Quality control in sublinear time: a case study via random graphs

Marcussen, Cassandra, Rubinfeld, Ronitt, Sudan, Madhu

arXiv.org Artificial Intelligence 

Many algorithms are designed to work well on average over inputs. When running such an algorithm on an arbitrary input, we must ask: Can we trust the algorithm on this input? We identify a new class of algorithmic problems addressing this, which we call "Quality Control Problems." These problems are specified by a (positive, real-valued) "quality function" $ρ$ and a distribution $D$ such that, with high probability, a sample drawn from $D$ is "high quality," meaning its $ρ$-value is near $1$. The goal is to accept inputs $x \sim D$ and reject potentially adversarially generated inputs $x$ with $ρ(x)$ far from $1$. The objective of quality control is thus weaker than either component problem: testing for "$ρ(x) \approx 1$" or testing if $x \sim D$, and offers the possibility of more efficient algorithms. In this work, we consider the sublinear version of the quality control problem, where $D \in Δ(\{0,1\}^N)$ and the goal is to solve the $(D ,ρ)$-quality problem with $o(N)$ queries and time.
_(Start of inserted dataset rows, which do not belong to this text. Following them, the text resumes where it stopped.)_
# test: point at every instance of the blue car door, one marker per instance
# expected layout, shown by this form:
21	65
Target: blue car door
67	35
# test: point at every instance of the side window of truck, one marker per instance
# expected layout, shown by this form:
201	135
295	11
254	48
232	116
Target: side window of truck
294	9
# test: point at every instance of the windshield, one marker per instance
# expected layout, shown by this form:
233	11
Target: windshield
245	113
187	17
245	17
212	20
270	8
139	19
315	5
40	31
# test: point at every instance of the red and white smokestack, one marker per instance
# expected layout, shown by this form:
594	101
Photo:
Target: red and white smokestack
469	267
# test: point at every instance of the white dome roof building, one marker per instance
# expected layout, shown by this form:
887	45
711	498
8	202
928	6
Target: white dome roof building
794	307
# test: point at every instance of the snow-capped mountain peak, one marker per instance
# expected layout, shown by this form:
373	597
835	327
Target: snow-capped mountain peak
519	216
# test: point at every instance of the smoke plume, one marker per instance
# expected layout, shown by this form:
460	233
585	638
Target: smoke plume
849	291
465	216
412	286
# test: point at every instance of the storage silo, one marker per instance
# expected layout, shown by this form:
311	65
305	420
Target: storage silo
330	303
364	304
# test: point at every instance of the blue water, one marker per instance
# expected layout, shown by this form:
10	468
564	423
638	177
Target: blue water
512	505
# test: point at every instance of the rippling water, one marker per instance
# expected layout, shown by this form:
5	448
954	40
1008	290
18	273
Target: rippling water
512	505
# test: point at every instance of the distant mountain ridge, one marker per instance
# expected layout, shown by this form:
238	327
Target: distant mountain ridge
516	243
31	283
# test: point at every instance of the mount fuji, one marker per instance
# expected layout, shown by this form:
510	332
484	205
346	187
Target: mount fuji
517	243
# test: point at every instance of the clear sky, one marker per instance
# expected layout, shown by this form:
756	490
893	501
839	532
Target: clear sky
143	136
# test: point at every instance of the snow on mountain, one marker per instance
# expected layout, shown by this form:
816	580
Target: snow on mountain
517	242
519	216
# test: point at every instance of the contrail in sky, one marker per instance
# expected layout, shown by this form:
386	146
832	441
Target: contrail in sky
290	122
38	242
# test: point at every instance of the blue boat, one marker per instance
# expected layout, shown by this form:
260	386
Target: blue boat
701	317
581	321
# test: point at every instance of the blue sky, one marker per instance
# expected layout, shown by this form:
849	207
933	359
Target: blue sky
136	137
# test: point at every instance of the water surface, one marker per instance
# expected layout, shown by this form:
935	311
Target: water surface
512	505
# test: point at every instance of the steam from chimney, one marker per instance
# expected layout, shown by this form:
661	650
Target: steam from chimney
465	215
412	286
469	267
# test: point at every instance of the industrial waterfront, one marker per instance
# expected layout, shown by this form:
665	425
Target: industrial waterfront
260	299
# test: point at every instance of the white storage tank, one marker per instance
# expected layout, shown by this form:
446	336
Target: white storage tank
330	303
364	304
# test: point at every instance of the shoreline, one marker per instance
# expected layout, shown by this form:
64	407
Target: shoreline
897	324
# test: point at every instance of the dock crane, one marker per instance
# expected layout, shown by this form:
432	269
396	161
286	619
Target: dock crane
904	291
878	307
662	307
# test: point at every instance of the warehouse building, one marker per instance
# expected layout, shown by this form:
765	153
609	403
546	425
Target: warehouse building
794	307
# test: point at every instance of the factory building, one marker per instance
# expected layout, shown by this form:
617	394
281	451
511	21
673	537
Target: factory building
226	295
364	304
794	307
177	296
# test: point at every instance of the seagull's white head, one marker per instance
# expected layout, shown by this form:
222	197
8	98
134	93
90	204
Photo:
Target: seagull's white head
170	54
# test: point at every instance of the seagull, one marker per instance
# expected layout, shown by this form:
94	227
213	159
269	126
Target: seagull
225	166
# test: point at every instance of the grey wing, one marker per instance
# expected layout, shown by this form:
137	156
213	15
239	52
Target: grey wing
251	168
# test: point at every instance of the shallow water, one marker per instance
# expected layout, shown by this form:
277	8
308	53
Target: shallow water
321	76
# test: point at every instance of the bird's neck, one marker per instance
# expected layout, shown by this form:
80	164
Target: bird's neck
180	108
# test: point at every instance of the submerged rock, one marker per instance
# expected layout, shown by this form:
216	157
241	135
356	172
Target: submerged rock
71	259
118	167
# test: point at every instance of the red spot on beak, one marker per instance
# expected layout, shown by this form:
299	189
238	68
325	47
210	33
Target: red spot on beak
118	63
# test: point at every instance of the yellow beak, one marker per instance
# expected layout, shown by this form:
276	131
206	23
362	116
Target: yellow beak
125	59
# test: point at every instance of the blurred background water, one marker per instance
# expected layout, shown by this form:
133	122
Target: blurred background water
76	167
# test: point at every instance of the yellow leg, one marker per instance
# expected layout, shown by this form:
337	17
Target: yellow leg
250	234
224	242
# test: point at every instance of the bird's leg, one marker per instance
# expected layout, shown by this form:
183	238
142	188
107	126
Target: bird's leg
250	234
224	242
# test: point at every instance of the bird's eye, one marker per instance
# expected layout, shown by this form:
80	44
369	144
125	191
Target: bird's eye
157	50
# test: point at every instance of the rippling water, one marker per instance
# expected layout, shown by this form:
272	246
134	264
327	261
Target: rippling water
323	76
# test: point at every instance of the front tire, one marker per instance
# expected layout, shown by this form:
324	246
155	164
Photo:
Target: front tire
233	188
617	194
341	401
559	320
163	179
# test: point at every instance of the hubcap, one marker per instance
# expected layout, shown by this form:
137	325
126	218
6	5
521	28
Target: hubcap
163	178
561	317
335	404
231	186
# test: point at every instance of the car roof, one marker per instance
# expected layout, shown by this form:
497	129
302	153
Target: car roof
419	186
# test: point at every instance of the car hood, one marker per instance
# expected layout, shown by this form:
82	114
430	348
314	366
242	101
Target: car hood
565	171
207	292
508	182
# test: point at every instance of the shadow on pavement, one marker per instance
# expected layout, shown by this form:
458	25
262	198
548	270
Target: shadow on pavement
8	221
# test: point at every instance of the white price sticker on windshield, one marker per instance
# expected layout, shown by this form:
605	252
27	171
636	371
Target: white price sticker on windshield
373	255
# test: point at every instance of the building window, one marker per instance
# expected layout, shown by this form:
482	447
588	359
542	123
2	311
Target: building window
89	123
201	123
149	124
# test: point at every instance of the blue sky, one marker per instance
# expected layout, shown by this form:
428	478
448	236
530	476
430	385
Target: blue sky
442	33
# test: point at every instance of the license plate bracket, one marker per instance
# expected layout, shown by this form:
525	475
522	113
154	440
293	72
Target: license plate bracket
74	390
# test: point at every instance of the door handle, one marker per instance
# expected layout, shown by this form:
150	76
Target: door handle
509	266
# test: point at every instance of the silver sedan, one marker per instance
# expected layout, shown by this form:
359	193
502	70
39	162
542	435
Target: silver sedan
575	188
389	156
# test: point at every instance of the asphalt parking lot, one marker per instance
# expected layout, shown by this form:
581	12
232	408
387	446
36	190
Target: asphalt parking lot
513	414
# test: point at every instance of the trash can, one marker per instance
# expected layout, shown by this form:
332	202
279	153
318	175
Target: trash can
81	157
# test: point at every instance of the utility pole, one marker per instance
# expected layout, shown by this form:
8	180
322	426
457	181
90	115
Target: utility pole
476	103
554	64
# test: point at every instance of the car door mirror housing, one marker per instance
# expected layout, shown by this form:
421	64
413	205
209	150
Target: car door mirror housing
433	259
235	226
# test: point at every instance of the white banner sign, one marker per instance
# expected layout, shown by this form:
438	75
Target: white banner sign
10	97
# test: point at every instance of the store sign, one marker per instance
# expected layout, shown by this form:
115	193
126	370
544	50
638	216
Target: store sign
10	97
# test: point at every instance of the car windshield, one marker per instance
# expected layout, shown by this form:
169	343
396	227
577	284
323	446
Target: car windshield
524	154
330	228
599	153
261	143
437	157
As a case study, we consider random graphs, i.e., $D = G_{n,p}$ (and $N = \binom{n}2$), and the $k$-clique count function $ρ_k := C_k(G)/\mathbb{E}_{G' \sim G_{n,p}}[C_k(G')]$, where $C_k(G)$ is the number of $k$-cliques in $G$. Testing if $G \sim G_{n,p}$ with one sample, let alone with sublinear query access to the sample, is of course impossible. Testing if $ρ_k(G)\approx 1$ requires $p^{-Ω(k^2)}$ samples. In contrast, we show that the quality control problem for $G_{n,p}$ (with $n \geq p^{-ck}$ for some constant $c$) with respect to $ρ_k$ can be tested with $p^{-O(k)}$ queries and time, showing quality control is provably superpolynomially more efficient in this setting. More generally, for a motif $H$ of maximum degree $Δ(H)$, the respective quality control problem can be solved with $p^{-O(Δ(H))}$ queries and running time.